HYPE!!!!!!!! BOMB THE SYSTEM!!!! graffiti is art. It's a simple expression that comes from a can of paint! To deny it's existence as an artform is subjective.

-12 ( +1 / -12 )

As Pamelot said they just haven't found the proper/legal way to express their artistic skills.

As such they are criminals. Whether they have artistic skills or not is quite beside the point.

-3 ( +3 / -6 )

Why would they neat to clean up the cars? Just leave graffiti there.

Yeah, why stop there? Why not forget to check the brakes and not have qualified conductors for the trains, as well?

It is almost as if they actually care about their train system or something.

-3 ( +3 / -6 )

BOMB THE SYSTEM!!

-11 ( +2 / -12 )

Looking at the pictures, it should cost more than 100.000 yen/car to clean them... Idiotic vandals - at least they should use water soluble sprays....

-2 ( +2 / -4 )

There are cases where graffiti is a piece of art and cases where it's just an act of vandalism. In this case, it's the second. I hope they catch them and they will get punished by making them clean all of the tags.
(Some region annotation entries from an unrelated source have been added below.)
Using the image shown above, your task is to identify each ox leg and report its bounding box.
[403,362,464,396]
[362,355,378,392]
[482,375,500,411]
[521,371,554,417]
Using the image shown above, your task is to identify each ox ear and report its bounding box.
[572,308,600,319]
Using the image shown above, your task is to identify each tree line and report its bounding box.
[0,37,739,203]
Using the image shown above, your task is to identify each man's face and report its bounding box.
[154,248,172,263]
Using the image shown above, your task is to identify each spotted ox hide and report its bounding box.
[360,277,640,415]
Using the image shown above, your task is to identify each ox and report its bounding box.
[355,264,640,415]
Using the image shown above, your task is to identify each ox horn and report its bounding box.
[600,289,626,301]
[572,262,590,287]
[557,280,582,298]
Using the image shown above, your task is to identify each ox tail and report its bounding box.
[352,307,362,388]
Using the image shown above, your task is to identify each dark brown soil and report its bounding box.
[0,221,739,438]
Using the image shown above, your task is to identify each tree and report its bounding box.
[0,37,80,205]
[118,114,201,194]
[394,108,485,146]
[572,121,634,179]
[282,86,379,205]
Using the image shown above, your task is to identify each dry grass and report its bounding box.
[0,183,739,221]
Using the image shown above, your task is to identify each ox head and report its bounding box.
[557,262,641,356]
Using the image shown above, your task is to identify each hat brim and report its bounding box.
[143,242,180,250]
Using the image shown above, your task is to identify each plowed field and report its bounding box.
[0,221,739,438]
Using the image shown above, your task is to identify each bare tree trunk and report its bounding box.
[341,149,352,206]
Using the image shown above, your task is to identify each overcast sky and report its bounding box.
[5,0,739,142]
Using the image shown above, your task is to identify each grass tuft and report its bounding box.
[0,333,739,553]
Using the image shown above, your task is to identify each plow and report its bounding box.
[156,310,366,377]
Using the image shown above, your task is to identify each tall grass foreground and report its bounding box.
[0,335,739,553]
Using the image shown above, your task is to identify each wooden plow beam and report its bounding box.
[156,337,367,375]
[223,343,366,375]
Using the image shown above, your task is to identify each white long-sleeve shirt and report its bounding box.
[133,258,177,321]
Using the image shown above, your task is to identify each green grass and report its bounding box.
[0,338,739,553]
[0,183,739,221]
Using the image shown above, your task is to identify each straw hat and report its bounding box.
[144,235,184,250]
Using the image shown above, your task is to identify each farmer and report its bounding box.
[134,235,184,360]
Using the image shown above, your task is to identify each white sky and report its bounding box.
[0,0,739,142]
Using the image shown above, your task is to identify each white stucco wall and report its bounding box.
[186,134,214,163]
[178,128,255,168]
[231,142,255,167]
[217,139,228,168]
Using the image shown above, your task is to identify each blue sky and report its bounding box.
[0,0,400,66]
Btw, Japan is one of the "cleanest" countries in the world when it comes to graffiti (leaving authoritarian regimes aside). Back in my home country, this act of vandalism would have been just another daily routine of some punks or "kids with a lot of free time on their hands". You rarely see a clean railroad car over there and it gets even worse when you see road signs covered with graffiti. While there is graffiti in Japan, it is definitely not so popular in comparison with other countries.

-3 ( +1 / -4 )

Art is art and graffiti is graffiti. Yes, some graffiti is artistic, but it is still just graffiti. The Australian Gov recently declared war on graffiti and passed a law that nobody under 18y/o can buy pressure pack paints and those over 18 have to provide ID to purchase them. I was a sign painter for many years and very quickly got sick and tired of having my work destroyed by these hoodlums. I hate graffiti! It is a stain on society!

0 ( +8 / -8 )

It's all about respect. These vandals have ZERO respect for others space or property. The End...

2 ( +9 / -7 )

To all the thumbs downing, graffiti lovers: Could I please have your address? I have some art I want to create on your houses.

4 ( +11 / -7 )

MTSG: Marine Turtle Specialist Group? Mountains to Sound Greenway? Perhaps it's, Manchester Trainee Solicitors Group? The possibilities are endless. CUTE is another fun one, but my favorite is: Constrained and Unconstrained Testing Environment

-4 ( +1 / -5 )

If this were happening in my area I would camp out with a super soaker and a thermos full of hot water. It might teach them that being sprayed is not all that fun.

0 ( +3 / -3 )

Disillusioned:

That is a great law. Perhaps they can can put pictures on the cans of hideous art work, sort of like the new tobacco package laws.

-4 ( +1 / -5 )

Those who thumbed me down at 12:04 - Are you saying these vandals do have respect for other peoples property? How very delusional.

-5 ( +3 / -7 )

THIS IS NOT ART, if you think this is art then assaulting someone in the street or a bar must just be boxing.

It is vandalism full stop, nothing else !

Same as assault is not boxing !

2 ( +5 / -3 )

Disillusioned

The Australian Gov recently declared war on graffiti and passed a law that nobody under 18y/o can buy pressure pack paints and those over 18 have to provide ID to purchase them.

Yeah but the local councils also set aside some areas for graffiti artists to paint which is also a positive idea. By the way, those over 18yo do not need to show id to buy spray cans, they will ask for proof of id if you look under 18 yo nothing more. Oh and the ban on selling to minors had as much to do with stopping chroming as it does stopping graffiti.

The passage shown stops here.